In fact, the inequality changes direction for all $f,g\geq0$. and Without loss of generality assume that $0<\|f\|_p,\|g\|_p<\infty$. Let $t=\frac{\|f\|_p}{\|f\|_p+\|g\|_p}$. Then as the map $x\mapsto x^p$ is concave on $[0,\infty)$, $$ \Big(t\frac{f}{\|f\|_p}+(1-t)\frac{g}{\|g\|_p}\Big)^p\geq t\frac{f^p}{\|f\|^p_p}+(1-t)\frac{g^p}{\|g\|^p_p}$$ by Jensen's inequality. Integration both sided of the inequality above yields $$ \frac{\int(f+g)^p\,d\mu}{\big(\|f\|_p+\|g\|_p\big)^p}\geq 1 $$ whence $$\|f+g\|_p=\Big(\int(f+g)^p\,d\mu\Big)^{1/p} \geq \|f\|_p+\|g\|_p$$
On the other hand, for $0<p<1$ the function $d:L_p\times L_p\rightarrow[0,\infty)$ given by $$d(f, g):=\|f-g\|^p_p=\int|f-g|^p\,d\mu$$ does define a metric on $L_p$. This follows from the inequality $(a+b)^p\leq a^p+b^p$ which holds for all $a,b\geq0$. Thus $$|f-g|^p\leq(|f-h|+|h-g|)^p\leq|f-h|^p+|h-g|^p$$ for all $f,g,h$. Notice, however, that $\|f\|^p_p=d(0,f)$ is not a norm.

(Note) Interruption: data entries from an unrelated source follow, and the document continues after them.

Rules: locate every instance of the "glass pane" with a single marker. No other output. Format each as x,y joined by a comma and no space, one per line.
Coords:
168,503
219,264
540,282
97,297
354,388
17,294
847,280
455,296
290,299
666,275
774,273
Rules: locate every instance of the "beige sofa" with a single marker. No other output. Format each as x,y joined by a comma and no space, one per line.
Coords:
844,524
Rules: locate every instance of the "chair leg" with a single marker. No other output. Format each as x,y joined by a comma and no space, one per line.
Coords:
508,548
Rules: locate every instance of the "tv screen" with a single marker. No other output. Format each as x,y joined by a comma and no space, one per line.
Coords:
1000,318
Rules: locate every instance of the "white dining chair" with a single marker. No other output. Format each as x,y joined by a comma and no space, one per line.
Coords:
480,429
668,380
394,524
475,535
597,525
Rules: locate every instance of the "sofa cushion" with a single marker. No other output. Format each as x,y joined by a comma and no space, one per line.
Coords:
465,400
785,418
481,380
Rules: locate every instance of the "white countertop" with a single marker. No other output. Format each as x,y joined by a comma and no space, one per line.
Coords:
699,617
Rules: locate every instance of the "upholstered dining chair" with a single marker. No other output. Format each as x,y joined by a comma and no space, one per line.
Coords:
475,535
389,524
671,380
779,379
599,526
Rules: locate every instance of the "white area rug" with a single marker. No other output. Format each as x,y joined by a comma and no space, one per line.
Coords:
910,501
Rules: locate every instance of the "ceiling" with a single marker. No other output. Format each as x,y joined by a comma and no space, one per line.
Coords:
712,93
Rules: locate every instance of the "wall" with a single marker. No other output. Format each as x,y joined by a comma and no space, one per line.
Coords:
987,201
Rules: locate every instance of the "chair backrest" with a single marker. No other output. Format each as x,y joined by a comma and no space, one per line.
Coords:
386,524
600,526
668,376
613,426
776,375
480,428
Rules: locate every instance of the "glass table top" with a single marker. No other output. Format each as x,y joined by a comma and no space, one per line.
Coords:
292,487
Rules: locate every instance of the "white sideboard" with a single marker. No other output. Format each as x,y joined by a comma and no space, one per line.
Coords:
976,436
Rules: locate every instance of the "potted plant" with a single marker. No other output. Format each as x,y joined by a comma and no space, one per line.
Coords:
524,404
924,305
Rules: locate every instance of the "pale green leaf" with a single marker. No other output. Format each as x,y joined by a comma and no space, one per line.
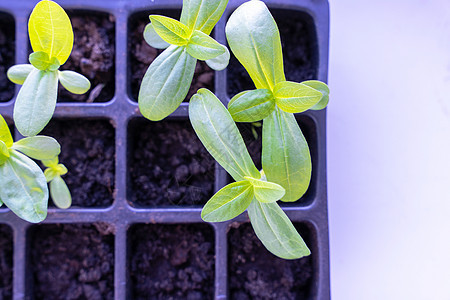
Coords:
40,60
19,73
266,191
220,135
74,82
285,154
254,39
23,188
51,162
172,31
251,106
4,152
220,62
50,174
5,133
276,231
321,87
166,83
295,97
60,193
153,39
202,15
228,202
36,102
38,147
203,47
50,30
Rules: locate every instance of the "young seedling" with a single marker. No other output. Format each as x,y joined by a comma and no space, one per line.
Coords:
168,78
58,188
217,131
51,38
254,39
23,187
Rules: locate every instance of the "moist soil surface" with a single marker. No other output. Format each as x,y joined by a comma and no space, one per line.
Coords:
172,262
6,263
72,261
141,55
252,135
7,43
168,165
298,42
255,273
88,152
92,56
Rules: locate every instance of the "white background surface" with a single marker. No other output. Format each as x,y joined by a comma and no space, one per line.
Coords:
388,149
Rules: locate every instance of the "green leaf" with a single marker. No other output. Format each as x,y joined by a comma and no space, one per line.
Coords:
254,39
170,30
203,47
41,61
295,97
51,162
60,193
36,102
50,174
166,83
50,30
228,202
74,82
38,147
202,15
276,231
220,62
19,73
23,188
285,154
220,135
4,152
266,191
5,134
153,39
251,106
321,87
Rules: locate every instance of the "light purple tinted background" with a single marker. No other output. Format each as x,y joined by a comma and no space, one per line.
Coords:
389,149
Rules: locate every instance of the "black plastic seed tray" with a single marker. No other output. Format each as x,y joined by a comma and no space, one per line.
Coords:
134,231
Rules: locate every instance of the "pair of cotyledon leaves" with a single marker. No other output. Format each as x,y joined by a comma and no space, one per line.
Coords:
23,185
51,38
217,130
168,78
254,39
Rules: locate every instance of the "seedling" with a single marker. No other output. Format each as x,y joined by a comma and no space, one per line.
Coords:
58,188
168,78
254,39
23,187
219,134
51,38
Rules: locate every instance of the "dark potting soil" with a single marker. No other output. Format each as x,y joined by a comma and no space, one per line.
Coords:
168,164
92,56
299,44
6,262
72,261
141,55
255,273
252,135
88,152
7,43
172,262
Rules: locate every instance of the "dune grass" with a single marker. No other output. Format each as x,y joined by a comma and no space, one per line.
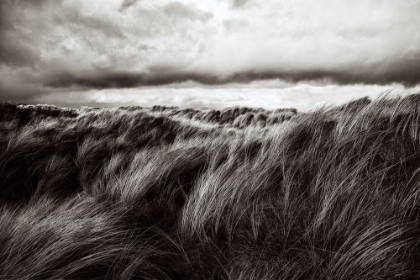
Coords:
169,193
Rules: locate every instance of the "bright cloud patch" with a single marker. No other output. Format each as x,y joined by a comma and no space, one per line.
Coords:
49,47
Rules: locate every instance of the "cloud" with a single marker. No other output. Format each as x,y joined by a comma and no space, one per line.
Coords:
67,45
304,97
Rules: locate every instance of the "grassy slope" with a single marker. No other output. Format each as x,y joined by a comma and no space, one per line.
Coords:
163,193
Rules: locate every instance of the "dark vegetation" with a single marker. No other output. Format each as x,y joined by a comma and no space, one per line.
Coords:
169,193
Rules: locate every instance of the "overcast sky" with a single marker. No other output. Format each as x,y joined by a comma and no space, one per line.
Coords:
207,53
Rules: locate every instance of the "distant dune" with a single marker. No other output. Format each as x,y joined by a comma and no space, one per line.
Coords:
241,193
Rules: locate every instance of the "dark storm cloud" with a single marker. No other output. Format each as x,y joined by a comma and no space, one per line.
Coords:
127,4
75,44
405,72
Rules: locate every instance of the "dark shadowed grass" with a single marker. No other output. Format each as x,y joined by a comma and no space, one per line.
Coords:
169,193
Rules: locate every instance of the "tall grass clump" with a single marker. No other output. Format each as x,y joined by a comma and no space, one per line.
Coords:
241,193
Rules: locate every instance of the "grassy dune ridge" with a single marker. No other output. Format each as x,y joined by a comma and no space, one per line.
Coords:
169,193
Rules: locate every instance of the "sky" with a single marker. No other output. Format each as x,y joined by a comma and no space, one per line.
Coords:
207,53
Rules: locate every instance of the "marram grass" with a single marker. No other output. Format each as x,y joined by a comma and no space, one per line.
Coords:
168,193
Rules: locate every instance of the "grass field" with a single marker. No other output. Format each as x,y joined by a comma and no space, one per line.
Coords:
168,193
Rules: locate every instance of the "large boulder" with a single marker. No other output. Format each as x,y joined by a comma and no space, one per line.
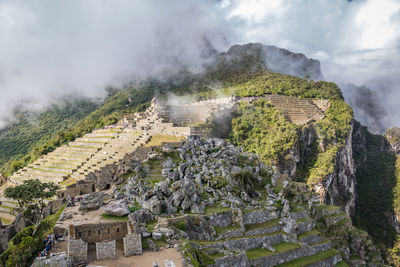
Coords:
153,205
93,201
189,187
177,197
119,208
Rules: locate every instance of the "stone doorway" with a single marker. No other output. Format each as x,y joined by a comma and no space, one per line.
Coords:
92,256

It can be proven that $(L_p,d)$ is in fact a complete metric space and that $d$ is translation invariant. This make $L_p$ an $F$-space.
For $0<\alpha<1$ and a measure space $(\Omega,\mathcal E,\mu)$, the function $$f\mapsto\int_\Omega \lvert f\rvert^\alpha\,d\mu$$ is indeed subadditive, because the modulus is and the map $x\mapsto x^\alpha$ is subadditive on $[0,\infty)$. This is a consequence of this lemma:
Thus $\int_\Omega \lvert f+g\rvert^\alpha\,dx\stackrel{x^\alpha\text{ increasing}}\le\int_\Omega (\lvert f\rvert+\lvert g\rvert)^\alpha\,dx\stackrel{\text{lemma}}\le\int_\Omega\lvert f\rvert^\alpha+\lvert g\rvert^\alpha\,d\mu=\int_\Omega\lvert f\rvert^\alpha\,d\mu+\int_\Omega\lvert g\rvert^\alpha\,d\mu$
As for an instance where $\lVert f+g\rVert_\alpha>\lVert f\rVert_\alpha+\lVert g\rVert_\alpha$ for $\alpha\in(0,1)$, you can shape it from the counterexample to $v_\alpha(x,y):=(x^\alpha+y^\alpha)^{1/\alpha}$ being a norm on $\Bbb R^2$.
In that case, one notices that, since $\frac1\alpha>1$, $$v_\alpha(1,1)=2^{1/\alpha}>v_\alpha(1,0)+v_\alpha(0,1)=2$$
In the case of functions $f=1_{[0,1]}$ and $g=1_{[1,2]}$ will do just fine.